Lord of Mushrooms - Lord Of Mushrooms

Artist: Lord of Mushrooms
Title: Lord Of Mushrooms
Label: Musea FGBG 4456.AR
Length(s): 53 minutes
Year(s) of release: 2002
Month of review: [03/2003]

Line up

Julien Vallespi - lead vocals
Julien Negro - bass, vocals
Laurent James - guitars, vocals
Quentin Benayoun - keyboards
Volodia Brice - drums


1) Void 8.55
2) Predictions 9.07
3) The Man Outside 7.33 MP3 or RealAudio
4) The Dream 5.51
5) Collision 5.41
6) Coma 9.02
7) Afterlife 7.44


On the back cover this seems like one of your average progmetal band, but the bio points more into the direction of modern prog for this band from France.

The music

Void begins rather low-key (had to turn op my volume), but turns out to a rather typical modern progressive rock track. My first thought goes to Jadis, also because of the sound of the vocals which are similar to Chandlers although a bit higher.
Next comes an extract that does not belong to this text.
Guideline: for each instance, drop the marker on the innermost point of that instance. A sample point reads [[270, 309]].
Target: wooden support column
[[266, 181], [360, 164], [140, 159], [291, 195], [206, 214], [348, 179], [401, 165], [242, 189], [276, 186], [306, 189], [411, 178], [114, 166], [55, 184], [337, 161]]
The instrumental interlude is a bit more fiddly then what Jadis usually does. The guitar sound is sharp here, some of the instrumental meandering might remind a bit of Spocks Beard, but the melodic material is not as strong and appealling. I also have some problems with the mix, the singer sounds far away, the drums are too loud. And this something that comes out awkward in music where the quality hinges on the vocal melodies.

A piano opens Predictions, which again sounds very much like Jadis and some Enchant as well. I am not sure what it is exactly, but the music here simply does not strike a chord with me. It seems to me that the song, especially the vocal melodies lack distinction, they fill the void between the instrumental parts and I find them rather tiring. The most likable parts about this track are the keyboards, and the fast guitars runs which stay in the back. The drumming is good enough, but it lies too much on top of the music. Past halfway we get a Latin interlude in the song, somewhat oriented on Chick Corea. The song ends with filmic keyboards.

The Man Outside is better, especially since the vocal melodies are good this time, with some typical Beard intermezzo's in there. The guitar can be quite rough on this one, but this is mainly a balladic track with some jazzy excursions in the beginning. Unfortunately The Dream is less likable again. I have to admit though that the band is taking chances on this one with the heavy droning middle part, some good guitar playing and interaction with the pounding piano there. But the vocal parts are a bore.

On Collision, we have two vocalists, one singing in low second voice to the other. It doesn't work well. Again, the jazziness in the keyboards strike me on this track. With Coma we open rather softly with nylon string guitars and filmic keyboards. Then the pace comes into the song, it seems we are on for a long instrumental introduction. The rhythm guitar start the drive, the keyboards move into Rudess like territory: lots of fiddling about going on. Again, the band inserts a jazzy influence here and there, something they do in almost every track. In the middle the song is quite pacey, with occasional injections on the keys. Melodically the song is not that enticing, seems mostly playing for playing sake. The final part is thematic and on the mellow side of things.

Afterlife makes on me a somewhat underproduced impression. The vocals are very much in the back, some of the parts being quite nice and identifiable (the solo up-tempo one and the part leading up to it), some being more vague and uneventful. Vocal harmonies is something this band should practice on a bit more, or simply avoid. Plenty of tempo changes in this track. The instrumental part behaves more like that of a jazzrock band.


A bit of Jadis, a bit of Spock's Beard with a strongly present jazzy, meandering feel to just about all of the tracks. The compositions are not that great though, too much meandering and fiddling about going on, without any recognizable goal and often with too little appeal in the melody department. My favourite among the tracks is The Man Outside, where the good vocal melodies make for a good anchor.